D.S. Briggs, Tumbling Director of Metro East St. Louis-based Pride Kids Sports Center, has a different perspective on buyouts. Years ago, he was a staff member of a buyout that was initially treated like a merger so as not to lose key support from its team families and community. In that situation, the gym he was employed by wasn’t necessarily looking to buy or acquire another program, but when they were approached by another gym to join forces to compete with a mega-gym moving into the area, the merger worked—at first.
“Maybe about a year or two later, we ended up buying the program out completely [rather than being equal partners] because things had deteriorated to the point they had no option but to sell,” he says.
Briggs says to make these types of buyouts work, the new owner needs to be sensitive to just who the “old” gym was. “The gym that is taking over has to respect the client and the culture of the smaller gym,” says Briggs. “It takes time to assimilate a whole gym culture into a different culture; it can’t be rushed into or expected to survive without hard work by the perceived leaders in both gyms.”
And, as always, communication is key, says Briggs. “You have to have a lot of open honest discussion about the goals, hopes and dreams, and what really are the personal dreams and philosophies of both programs,” he explains. “You have to figure that out right from the beginning.

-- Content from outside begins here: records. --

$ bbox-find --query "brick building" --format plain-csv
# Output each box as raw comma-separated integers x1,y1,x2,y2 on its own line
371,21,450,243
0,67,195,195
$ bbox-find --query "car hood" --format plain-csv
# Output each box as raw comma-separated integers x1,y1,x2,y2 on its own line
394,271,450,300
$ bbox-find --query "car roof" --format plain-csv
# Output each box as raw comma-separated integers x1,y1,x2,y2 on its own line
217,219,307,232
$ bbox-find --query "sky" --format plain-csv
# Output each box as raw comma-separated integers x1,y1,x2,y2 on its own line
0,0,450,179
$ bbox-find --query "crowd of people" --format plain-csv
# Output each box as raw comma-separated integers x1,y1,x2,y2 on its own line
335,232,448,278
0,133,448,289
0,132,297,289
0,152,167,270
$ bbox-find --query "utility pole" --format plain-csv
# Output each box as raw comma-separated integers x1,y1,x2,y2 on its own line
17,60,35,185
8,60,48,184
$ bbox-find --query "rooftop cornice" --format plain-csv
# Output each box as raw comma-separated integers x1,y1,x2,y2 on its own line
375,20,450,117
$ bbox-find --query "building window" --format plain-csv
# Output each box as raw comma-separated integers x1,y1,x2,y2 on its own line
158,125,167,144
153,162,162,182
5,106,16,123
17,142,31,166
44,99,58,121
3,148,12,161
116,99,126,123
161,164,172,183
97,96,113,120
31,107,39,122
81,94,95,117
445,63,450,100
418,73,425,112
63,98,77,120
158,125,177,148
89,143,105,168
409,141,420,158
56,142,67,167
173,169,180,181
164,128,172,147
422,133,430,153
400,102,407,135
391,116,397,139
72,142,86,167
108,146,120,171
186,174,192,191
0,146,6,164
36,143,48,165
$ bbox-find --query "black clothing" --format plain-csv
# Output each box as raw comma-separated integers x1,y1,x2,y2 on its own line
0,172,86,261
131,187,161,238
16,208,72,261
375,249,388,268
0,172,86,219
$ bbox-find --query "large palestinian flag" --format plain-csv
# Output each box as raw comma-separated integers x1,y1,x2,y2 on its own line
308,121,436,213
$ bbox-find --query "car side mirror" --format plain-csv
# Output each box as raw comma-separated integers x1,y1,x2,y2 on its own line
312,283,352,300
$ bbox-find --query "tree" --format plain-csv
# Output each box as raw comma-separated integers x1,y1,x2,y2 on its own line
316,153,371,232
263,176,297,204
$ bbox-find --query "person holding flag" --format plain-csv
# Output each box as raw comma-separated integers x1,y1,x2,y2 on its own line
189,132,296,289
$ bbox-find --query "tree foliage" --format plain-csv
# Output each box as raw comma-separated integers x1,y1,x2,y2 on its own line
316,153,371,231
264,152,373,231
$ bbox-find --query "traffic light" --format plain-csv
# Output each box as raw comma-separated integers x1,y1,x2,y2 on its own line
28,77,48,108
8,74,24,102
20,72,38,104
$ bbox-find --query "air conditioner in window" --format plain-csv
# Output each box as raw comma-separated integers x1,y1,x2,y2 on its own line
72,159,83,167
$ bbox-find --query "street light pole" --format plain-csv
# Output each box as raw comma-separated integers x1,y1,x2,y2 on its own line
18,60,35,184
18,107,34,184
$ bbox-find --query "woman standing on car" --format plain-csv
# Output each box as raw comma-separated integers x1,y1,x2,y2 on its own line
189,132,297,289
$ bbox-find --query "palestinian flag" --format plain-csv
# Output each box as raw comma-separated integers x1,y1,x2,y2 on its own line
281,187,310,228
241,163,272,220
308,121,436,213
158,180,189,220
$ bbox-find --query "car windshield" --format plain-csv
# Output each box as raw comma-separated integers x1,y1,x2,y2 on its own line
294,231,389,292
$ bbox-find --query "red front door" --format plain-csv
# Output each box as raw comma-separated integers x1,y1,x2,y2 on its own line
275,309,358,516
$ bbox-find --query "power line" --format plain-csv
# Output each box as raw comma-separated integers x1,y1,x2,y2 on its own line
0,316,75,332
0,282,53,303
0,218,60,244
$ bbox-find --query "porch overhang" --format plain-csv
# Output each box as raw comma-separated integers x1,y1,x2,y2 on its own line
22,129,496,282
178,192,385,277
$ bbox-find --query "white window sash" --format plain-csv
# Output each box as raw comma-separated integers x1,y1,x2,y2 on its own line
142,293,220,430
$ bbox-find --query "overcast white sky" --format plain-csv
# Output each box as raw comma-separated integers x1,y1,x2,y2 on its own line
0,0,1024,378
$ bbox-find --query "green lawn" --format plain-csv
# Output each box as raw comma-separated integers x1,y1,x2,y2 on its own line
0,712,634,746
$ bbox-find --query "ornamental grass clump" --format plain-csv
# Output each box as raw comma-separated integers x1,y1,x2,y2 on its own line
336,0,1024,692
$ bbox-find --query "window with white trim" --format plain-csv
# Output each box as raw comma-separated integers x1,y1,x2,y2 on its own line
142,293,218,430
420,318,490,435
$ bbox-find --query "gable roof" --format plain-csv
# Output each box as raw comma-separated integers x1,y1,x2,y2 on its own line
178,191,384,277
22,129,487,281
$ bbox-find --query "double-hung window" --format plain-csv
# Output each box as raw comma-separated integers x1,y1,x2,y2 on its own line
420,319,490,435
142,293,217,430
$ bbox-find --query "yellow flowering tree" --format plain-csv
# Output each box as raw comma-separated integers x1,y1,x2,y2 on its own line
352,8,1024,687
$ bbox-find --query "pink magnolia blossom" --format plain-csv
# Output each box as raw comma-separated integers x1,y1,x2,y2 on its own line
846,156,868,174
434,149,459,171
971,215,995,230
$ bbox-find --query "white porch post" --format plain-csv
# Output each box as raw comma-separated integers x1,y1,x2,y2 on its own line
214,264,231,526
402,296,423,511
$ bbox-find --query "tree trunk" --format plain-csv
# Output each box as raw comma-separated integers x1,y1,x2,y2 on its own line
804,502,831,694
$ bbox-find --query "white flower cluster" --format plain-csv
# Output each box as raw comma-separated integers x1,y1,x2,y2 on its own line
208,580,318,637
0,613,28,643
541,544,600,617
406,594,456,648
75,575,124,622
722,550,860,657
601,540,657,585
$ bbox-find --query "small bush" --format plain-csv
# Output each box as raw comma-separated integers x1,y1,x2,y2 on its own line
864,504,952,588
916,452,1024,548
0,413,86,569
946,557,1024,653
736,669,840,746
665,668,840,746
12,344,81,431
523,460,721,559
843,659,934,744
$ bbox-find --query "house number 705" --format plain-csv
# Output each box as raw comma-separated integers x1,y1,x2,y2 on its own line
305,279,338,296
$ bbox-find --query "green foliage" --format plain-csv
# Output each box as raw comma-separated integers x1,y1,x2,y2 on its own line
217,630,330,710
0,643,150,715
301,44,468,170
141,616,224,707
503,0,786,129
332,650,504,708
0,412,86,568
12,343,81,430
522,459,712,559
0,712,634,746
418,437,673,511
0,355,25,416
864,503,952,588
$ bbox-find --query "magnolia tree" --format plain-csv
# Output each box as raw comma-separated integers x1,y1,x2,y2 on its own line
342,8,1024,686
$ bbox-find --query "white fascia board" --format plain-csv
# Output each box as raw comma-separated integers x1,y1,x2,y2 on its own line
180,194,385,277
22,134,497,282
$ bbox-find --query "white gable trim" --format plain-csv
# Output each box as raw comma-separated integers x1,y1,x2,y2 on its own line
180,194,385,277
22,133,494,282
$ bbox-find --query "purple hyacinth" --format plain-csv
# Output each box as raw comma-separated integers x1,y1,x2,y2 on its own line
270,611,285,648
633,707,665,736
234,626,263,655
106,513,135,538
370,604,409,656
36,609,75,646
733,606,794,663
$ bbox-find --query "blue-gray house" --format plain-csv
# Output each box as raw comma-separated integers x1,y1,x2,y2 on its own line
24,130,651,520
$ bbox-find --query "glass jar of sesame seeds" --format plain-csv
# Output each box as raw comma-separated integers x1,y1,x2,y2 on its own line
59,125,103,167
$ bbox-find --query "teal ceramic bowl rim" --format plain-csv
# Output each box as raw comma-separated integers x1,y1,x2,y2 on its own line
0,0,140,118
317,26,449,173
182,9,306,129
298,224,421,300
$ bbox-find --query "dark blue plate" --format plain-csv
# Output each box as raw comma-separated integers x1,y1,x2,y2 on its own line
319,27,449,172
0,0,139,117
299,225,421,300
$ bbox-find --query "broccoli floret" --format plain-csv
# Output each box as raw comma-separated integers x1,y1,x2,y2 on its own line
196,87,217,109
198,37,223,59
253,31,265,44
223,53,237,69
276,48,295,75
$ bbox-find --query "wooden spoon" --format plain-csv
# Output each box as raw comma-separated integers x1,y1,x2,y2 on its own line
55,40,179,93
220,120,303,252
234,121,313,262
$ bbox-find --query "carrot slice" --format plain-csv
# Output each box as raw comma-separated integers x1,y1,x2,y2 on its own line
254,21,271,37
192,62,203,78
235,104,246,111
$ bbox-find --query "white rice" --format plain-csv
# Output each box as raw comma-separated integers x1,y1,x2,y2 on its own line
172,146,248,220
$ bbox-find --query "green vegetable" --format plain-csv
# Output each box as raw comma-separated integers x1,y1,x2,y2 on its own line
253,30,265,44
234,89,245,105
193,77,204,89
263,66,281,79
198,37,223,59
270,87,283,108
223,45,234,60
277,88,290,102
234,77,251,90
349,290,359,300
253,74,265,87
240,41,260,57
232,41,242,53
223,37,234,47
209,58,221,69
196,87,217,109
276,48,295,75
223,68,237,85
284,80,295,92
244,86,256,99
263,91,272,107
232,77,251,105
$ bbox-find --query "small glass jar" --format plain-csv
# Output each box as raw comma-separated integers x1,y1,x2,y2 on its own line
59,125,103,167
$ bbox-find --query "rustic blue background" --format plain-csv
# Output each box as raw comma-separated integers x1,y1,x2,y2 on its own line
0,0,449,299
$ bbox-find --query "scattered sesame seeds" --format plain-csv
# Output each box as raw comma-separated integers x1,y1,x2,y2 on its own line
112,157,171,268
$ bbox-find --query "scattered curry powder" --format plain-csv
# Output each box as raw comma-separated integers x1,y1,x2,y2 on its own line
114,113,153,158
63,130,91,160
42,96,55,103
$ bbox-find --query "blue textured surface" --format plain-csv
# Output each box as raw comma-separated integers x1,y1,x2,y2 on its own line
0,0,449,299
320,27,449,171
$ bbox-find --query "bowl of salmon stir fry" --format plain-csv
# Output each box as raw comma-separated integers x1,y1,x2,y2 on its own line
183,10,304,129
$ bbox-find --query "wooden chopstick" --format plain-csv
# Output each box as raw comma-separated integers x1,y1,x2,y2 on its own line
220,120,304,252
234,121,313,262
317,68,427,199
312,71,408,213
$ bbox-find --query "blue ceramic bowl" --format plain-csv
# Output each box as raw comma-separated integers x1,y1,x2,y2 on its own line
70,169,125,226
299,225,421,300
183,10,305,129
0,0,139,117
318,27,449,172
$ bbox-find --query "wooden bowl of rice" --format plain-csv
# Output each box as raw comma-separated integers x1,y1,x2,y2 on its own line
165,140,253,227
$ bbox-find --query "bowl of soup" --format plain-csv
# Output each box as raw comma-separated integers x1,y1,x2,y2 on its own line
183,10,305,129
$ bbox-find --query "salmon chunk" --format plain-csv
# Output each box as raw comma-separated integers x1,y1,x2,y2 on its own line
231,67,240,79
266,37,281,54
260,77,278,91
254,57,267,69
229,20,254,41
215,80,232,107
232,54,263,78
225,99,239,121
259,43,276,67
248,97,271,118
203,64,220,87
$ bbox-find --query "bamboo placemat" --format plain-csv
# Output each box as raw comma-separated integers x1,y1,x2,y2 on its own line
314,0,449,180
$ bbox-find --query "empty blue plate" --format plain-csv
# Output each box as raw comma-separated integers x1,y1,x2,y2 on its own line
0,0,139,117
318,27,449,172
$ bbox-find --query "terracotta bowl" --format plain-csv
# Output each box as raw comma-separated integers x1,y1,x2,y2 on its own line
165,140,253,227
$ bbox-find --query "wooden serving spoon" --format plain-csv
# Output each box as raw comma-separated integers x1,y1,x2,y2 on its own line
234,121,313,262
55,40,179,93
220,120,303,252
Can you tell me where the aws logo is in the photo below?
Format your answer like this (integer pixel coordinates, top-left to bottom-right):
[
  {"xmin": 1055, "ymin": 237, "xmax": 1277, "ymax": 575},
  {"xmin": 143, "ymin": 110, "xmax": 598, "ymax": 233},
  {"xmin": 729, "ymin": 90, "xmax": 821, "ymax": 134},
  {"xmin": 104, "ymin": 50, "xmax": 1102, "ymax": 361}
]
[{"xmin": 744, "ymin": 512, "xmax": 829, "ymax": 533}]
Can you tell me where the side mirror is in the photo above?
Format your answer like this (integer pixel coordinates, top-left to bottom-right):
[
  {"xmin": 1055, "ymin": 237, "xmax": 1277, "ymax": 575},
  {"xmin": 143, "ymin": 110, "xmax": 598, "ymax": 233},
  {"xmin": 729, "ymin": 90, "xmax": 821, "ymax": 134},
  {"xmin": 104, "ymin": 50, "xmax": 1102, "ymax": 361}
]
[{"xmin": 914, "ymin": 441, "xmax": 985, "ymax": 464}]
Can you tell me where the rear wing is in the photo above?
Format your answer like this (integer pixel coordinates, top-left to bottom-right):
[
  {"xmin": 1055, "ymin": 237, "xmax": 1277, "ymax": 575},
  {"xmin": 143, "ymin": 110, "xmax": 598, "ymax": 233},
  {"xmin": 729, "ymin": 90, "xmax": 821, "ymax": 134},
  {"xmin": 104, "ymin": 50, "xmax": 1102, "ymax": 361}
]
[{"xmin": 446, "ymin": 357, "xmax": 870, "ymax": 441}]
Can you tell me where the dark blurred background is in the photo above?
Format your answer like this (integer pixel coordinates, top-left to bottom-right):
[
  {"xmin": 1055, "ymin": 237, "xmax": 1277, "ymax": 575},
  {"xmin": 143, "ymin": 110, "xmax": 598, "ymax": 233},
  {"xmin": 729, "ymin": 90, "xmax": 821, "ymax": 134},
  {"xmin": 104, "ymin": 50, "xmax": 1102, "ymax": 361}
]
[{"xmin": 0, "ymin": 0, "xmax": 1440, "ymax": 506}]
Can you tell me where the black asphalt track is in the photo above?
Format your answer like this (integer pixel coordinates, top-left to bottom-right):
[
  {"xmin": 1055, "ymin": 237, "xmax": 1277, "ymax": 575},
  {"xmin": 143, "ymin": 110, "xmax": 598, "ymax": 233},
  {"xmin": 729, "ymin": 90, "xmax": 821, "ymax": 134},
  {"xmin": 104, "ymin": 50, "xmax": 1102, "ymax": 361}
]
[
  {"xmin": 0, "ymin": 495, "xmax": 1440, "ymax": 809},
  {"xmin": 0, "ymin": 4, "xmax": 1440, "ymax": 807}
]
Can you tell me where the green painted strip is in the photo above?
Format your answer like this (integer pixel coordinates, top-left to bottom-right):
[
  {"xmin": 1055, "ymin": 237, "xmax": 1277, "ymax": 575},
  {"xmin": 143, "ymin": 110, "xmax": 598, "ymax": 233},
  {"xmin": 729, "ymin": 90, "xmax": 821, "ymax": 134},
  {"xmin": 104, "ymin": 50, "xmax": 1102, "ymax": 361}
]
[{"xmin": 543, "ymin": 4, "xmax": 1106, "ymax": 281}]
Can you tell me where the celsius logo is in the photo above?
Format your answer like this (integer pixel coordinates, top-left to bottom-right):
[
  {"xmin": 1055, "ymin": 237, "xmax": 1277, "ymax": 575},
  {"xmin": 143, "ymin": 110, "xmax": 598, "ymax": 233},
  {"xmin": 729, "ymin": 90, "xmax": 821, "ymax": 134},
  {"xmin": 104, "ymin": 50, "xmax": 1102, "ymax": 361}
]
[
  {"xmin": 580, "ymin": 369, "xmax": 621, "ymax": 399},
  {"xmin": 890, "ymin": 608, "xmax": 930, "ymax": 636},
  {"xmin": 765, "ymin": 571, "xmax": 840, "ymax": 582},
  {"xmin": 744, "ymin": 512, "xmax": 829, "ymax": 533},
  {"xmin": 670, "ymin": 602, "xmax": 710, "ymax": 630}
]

Otherwise, it’s not going to work at all.”
And when it comes to what McDaniel calls “business divorce” (when one partner wants out), he says most business owners don’t prepare for it when they are just starting out. In his experience, only about 25 percent of his clients have given it real thought. Most, he says, find it difficult to focus on an event that could be 25 years away. “The idea is, ‘we will deal with it someday’ or ‘yeah that’s a good idea’. [They always say], ‘We’ll get back to you,’” shares McDaniel.
Avoid that trap and start planning now for a smooth exit with these helpful tips:
1. Put in agreements to buy and sell. “You come to agreements on how you are going to value the business and you put in place funding for it,” says McDaniel. “That way, the person who stays has funds to buy the other person out.”
He adds that one effective way to do that is by taking out life insurance policies on the principals of the company. With that method, if one of the co-owners dies, the business will have the proceeds of the life insurance policy to pay their family the value of their share of the company.
And when it’s time for retirement, the business will have the cash value of the life insurance policy to pay the retiring partner or withdrawing partner.
2. Incorporate a deadlock clause. McDaniel also suggests putting a deadlock clause into a well-drafted business plan, which can save a lot of heartache down the line. “It basically says that if we can’t agree, then I can make an offer to buy a proposal,” he says.
3. Steer clear of a DIY split. Things can get particularly dicey when the people splitting up attempt to do it themselves. That’s a big no-no, according to McDaniel: “Never do it yourself. About half of my litigation cases come from do-it-yourself business entities. Get a decent lawyer.”
4. Communicate, communicate, communicate. In McDowell’s case, she feels fortunate the process went so smoothly. A key ingredient, she stresses, was talking through everything from the beginning. “Be very honest and upfront from the get-go. Be very clear about what you want. And put it in writing.”